Zeman’s research also includes success in using clenbuterol as an anti-inflammatory agent on spinal tissues. And clenbuterol has yet another use: “When the spinal cord is injured, blood circulation is impaired,” he says. “We have found that when animals receive an injection of clenbuterol, blood circulation improved significantly. Loss of blood flow causes tissue to die, so finding a way to restore it on a permanent basis is very important.”

Administration of antioxidants also spares spinal cord tissue as does X-radiation. “We irradiated the rats and saw an improvement in the injured portion of the spinal cord,” he says. “We target the radiation to the spinal cord very carefully to get the best results. A few human patients have received this X-radiation therapy and there is a plan to begin clinical trials in the future.”

Zeman says he believes the combination of treatments he is exploring will yield results. “All of these things taken together give hope that, stem cell research aside, there are other effective ways to help patients with serious spinal cord injuries.”

Getting patients moving again

Meanwhile, at the Burke Medical Research Institute, Carmel conducts research on the repair of spinal cord injuries as director of its Motor Recovery Laboratory.

Independent studies have shown that about half are from motor vehicle accidents while the other half result from sports, falls and gunshot wounds.

“About 50 percent of the patients we see have some function, but the others have no residual function. At Burke, we have 16 different laboratories that focus on different aspects of nerve injury and repair. Our goal is to repair the brain and spinal cord so that we can restore as much function as possible.”

Carmel had a personal experience with spinal cord injury in 1999, when his twin brother suffered a serious injury that left him partially paralyzed. “Now we are seeing the fruits of the decades of research since then.

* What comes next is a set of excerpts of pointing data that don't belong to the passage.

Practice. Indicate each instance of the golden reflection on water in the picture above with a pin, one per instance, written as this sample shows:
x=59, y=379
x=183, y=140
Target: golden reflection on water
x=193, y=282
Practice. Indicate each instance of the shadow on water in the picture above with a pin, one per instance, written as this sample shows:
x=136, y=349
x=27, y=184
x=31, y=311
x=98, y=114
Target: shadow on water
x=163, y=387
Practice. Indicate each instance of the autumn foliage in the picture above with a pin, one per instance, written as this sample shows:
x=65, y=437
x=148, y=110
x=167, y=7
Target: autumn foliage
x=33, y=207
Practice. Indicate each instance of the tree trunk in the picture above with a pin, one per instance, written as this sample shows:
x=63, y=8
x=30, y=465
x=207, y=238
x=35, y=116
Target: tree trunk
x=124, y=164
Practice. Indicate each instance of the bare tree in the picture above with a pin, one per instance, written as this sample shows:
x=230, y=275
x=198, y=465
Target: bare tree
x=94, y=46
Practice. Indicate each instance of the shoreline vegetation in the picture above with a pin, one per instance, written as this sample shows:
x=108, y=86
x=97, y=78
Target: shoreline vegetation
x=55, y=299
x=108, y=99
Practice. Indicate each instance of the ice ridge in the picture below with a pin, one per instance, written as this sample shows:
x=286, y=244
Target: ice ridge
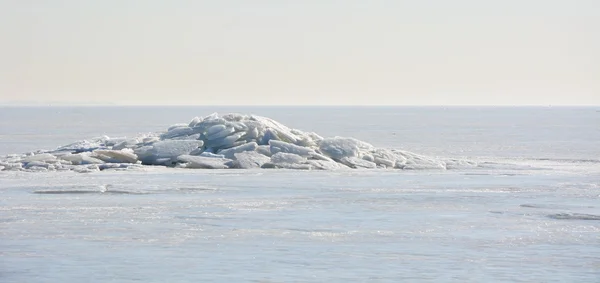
x=223, y=142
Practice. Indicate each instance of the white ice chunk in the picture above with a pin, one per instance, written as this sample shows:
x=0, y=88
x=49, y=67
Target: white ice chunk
x=44, y=157
x=225, y=142
x=326, y=165
x=282, y=157
x=264, y=150
x=163, y=152
x=201, y=162
x=176, y=126
x=116, y=156
x=281, y=146
x=249, y=159
x=355, y=162
x=177, y=132
x=339, y=147
x=129, y=143
x=210, y=154
x=230, y=152
x=195, y=122
x=81, y=158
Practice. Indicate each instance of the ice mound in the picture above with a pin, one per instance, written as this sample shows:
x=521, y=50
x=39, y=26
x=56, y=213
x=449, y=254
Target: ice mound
x=222, y=142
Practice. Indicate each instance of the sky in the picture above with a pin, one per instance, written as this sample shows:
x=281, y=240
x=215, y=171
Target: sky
x=309, y=52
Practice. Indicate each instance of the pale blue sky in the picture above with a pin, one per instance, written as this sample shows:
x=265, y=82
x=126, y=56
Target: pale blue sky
x=461, y=52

“In my laboratory at Burke, we study recovery of motor function after injury to the brain and spinal cord. Paralysis is caused when the connections between the brain and the spinal cord beyond the injury site are disconnected. We attempt to repair brain-spinal cord connections using activity-based therapies, including electrical stimulation and motor training.

“We have found that rats with injury and electrical stimulation fully recover walking, while those with injury only do not. We find that electrical stimulation acts like a Miracle-Gro for the nerve fibers in the spinal cord, causing them to sprout and form functional connections.”

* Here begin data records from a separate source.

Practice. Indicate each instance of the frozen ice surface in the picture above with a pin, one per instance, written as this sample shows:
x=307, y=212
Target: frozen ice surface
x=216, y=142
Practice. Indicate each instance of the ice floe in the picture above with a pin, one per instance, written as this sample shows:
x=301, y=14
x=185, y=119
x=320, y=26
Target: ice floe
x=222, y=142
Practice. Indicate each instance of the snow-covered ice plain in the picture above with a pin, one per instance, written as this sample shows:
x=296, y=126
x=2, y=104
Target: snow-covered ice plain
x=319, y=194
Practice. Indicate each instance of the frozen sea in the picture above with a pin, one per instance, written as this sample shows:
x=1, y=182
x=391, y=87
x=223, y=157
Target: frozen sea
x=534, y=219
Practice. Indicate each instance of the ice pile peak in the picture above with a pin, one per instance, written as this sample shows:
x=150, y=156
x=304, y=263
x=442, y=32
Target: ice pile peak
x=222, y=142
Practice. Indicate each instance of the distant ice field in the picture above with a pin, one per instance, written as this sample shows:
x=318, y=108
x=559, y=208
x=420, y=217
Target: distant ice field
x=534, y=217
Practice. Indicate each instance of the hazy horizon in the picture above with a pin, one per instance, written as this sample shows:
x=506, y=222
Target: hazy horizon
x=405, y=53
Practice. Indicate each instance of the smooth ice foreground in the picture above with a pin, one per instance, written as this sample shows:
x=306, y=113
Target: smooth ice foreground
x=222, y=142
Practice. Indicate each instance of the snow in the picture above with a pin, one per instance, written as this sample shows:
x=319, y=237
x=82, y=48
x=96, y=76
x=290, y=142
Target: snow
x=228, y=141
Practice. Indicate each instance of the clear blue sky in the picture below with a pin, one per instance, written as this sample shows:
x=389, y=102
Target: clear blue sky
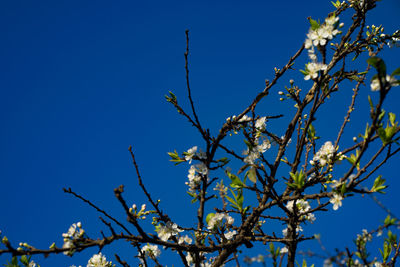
x=82, y=80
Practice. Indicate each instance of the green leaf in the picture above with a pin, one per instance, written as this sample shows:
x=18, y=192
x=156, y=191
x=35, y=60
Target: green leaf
x=379, y=185
x=236, y=182
x=382, y=135
x=392, y=119
x=314, y=24
x=353, y=158
x=175, y=157
x=24, y=260
x=171, y=98
x=396, y=72
x=209, y=217
x=389, y=221
x=370, y=102
x=337, y=4
x=298, y=179
x=252, y=174
x=378, y=64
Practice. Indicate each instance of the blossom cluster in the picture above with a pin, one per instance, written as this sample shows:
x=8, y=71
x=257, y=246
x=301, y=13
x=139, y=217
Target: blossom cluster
x=319, y=35
x=149, y=250
x=375, y=84
x=191, y=261
x=98, y=260
x=75, y=232
x=193, y=153
x=259, y=125
x=324, y=154
x=168, y=230
x=217, y=219
x=253, y=153
x=303, y=207
x=336, y=200
x=195, y=173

Burke is a rehabilitation center with both a hospital and a research institute. In the hospital, Carmel said a large part of the work involves teaching patients how to make do with the function they are left with after injury.

“We teach everything from wheelchair use to catheterization to proper breathing techniques. Increasingly, the interventions target recovery of function and not just making do with limited movement. We use an array of different methods to help patients get function back. Paralyzed limbs can actually be trained to work again.”

After first pursuing an M.D. at the Columbia University College of Physicians and Surgeons, Carmel decided also to obtain a Ph.D. at Rutgers University with the aim of devising a better treatment for spinal cord injuries.

Carmel says there are many nuances to spinal cord stimulation. “We believe that this promising therapy will be most successful if we know the proper timing, intensity and duration of the therapy. We are testing combinations of brain and spinal cord stimulation. I believe that my research will help us design safe and effective treatments for people with spinal cord injury.”